Jordan Bryan is a rising senior at Stanford University, where he is currently pursuing a degree in mathematics. His research interests lie mostly in statistics, specifically focusing on how statistical learning can be used to change the world for the better. He has been a researcher at the Summer Institute for Training in biostatistics at Boston University and at a lab on political demography in Moscow, Russia. Outside of the classroom, he loves to play drums in a number of different styles including jazz, funk, and old school Motown. He also enjoys running, cooking, and occasionally walking on his hands.

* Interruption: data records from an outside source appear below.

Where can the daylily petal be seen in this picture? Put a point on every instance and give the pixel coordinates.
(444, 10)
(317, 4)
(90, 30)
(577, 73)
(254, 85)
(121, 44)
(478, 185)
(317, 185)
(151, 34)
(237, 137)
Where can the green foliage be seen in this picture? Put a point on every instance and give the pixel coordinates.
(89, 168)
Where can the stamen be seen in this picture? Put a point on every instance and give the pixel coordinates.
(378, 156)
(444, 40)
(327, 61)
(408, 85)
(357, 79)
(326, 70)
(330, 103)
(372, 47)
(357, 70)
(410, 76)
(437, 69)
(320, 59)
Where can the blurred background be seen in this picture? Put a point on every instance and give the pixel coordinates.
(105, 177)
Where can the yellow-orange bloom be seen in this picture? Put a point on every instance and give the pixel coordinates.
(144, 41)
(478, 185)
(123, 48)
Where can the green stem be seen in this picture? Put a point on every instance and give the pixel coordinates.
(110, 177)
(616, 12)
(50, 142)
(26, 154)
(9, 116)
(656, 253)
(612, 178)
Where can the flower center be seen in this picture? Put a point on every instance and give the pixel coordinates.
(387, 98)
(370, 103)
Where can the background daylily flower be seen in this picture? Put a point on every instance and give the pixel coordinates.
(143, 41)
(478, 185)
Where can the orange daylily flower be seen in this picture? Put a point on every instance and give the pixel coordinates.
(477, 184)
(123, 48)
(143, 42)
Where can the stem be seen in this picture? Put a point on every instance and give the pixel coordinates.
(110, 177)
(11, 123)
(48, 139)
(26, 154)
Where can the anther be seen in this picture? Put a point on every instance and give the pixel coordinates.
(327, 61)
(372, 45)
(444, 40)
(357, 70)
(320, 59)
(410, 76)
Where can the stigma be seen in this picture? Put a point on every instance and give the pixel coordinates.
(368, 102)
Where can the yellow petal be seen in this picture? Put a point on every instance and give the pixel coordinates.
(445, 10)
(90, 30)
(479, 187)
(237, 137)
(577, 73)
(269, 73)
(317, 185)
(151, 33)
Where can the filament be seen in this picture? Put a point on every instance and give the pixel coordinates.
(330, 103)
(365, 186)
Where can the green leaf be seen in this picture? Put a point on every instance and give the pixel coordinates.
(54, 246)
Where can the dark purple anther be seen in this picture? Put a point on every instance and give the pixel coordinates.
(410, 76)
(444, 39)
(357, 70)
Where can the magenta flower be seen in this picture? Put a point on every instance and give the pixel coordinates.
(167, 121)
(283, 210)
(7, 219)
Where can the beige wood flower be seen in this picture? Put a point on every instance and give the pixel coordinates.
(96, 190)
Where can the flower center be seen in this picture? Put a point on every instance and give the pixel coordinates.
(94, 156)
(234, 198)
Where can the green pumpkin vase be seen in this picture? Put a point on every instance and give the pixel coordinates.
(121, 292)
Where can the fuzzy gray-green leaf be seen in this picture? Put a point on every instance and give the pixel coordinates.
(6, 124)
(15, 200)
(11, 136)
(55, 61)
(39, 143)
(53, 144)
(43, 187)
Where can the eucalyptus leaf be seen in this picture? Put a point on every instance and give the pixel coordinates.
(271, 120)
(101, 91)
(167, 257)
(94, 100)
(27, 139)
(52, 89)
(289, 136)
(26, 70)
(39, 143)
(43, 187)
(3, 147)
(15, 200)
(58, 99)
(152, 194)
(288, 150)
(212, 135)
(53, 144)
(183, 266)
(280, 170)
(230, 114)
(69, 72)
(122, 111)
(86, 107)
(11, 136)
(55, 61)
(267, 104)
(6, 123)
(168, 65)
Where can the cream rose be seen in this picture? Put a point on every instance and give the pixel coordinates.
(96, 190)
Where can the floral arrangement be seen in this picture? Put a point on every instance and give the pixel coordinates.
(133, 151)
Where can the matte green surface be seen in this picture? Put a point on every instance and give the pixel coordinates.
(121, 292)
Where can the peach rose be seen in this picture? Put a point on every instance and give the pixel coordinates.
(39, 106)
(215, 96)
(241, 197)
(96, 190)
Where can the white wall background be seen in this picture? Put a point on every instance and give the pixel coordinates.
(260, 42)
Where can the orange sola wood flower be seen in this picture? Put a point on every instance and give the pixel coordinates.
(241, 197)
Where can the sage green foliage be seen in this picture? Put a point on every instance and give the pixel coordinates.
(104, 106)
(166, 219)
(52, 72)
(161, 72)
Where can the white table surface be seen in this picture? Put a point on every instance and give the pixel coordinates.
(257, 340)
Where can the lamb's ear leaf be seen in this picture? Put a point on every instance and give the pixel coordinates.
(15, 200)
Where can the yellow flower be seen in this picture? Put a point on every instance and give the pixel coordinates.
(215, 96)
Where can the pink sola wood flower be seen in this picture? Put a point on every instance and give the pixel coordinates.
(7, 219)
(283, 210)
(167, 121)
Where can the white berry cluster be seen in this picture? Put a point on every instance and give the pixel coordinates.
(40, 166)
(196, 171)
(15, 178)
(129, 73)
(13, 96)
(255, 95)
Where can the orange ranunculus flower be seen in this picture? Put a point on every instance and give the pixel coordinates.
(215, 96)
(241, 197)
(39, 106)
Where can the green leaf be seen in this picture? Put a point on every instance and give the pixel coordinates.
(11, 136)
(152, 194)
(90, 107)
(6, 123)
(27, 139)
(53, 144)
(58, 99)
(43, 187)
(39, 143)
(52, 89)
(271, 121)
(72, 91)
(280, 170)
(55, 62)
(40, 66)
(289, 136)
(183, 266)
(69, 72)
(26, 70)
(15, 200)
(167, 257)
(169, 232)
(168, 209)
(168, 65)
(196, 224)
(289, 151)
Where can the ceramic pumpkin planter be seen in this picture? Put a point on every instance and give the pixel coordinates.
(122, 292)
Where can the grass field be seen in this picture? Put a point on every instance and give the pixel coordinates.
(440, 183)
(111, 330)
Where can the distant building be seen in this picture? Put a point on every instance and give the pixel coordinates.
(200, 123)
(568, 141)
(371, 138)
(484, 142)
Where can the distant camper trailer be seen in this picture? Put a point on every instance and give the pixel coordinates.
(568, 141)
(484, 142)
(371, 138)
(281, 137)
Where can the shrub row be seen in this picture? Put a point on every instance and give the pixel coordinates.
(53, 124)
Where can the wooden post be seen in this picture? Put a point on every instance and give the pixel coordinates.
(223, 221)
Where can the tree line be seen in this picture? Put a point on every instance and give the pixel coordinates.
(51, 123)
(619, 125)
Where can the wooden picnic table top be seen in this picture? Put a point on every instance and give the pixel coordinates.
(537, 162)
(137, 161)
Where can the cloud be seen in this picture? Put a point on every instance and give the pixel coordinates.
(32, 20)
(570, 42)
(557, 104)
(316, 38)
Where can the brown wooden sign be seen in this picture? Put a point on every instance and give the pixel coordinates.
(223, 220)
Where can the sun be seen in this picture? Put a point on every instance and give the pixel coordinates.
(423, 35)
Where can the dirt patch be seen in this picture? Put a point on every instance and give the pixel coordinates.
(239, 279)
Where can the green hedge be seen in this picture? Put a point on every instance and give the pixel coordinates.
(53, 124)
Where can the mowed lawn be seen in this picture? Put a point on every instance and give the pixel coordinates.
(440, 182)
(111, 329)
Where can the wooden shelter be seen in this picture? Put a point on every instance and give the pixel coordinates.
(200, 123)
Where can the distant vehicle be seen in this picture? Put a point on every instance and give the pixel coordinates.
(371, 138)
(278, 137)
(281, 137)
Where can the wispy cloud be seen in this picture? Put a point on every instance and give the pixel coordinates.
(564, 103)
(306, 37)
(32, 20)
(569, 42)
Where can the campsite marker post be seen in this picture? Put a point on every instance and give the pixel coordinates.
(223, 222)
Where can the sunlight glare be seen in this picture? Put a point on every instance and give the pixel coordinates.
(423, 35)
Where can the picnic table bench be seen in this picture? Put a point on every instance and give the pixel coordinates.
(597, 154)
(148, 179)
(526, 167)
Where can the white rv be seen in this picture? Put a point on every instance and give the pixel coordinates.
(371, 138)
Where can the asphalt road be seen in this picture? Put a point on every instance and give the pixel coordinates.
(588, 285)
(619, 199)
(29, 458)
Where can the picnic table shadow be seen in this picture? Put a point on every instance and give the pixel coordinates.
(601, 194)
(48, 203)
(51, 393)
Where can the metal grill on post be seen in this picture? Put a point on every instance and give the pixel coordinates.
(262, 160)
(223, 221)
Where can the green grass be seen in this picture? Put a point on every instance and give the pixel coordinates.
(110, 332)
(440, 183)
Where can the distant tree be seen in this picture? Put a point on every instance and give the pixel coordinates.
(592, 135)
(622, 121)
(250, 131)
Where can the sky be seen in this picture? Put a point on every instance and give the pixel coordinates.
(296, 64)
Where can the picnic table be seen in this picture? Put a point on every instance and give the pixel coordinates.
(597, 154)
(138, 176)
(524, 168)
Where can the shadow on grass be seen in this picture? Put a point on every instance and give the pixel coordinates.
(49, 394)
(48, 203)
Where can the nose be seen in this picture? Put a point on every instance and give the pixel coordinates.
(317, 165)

Project: Building a Model for Improvisation

The Jazz Solo as a Markov Process

That jazz music is a form of communication is a commonly held notion, one that is often used to justify the music as a serious intellectual pursuit against claims that its free-form structure relegates it to a lower echelon of art. Where jazz belongs in the hierarchy of fine art is up for debate but what is clear—and has recently been validated by findings in neuroscience—is that improvised music is truly a language of its own. Speaking of purely instrumental music, there is a distinct reason that some people can love and appreciate jazz while others simply cannot stand it for its lack of lyrics. Somewhere in the recesses of the brain, the jazz fans are actually processing the auditory signals differently. They can actually hear the human voice behind the horn, which gives them a stronger spiritual connection to the music than someone who hears nothing more than a piece of vibrating brass. With this project, I hope to use mathematics to bring those people without a connection to jazz and improvised music a little closer to experiencing what it is like to speak a musical language. If I succeed, the project would also give those fully acquainted with jazz a deeper understanding of their own improvisational choices. The mathematical component of my project would ideally be comprised of two distinct component analyses: one centered around statistical analyses of jazz solos using Markov chain models and statistical learning techniques, and the other focused on the application of algebraic topology to musical data in order to describe the high dimensional spaces in which jazz harmonies, melodies, and rhythms reside. Along with a paper outlining my research and results, I would hope to create a visualization, computer-generated or otherwise, that captures the mental processes behind the creation of a jazz solo based on these analyses. The visualization would fluctuate according to the progression of the solo, thereby giving the viewer a sensation that he is catching a glimpse of the images running through the mind of the soloist as she performs.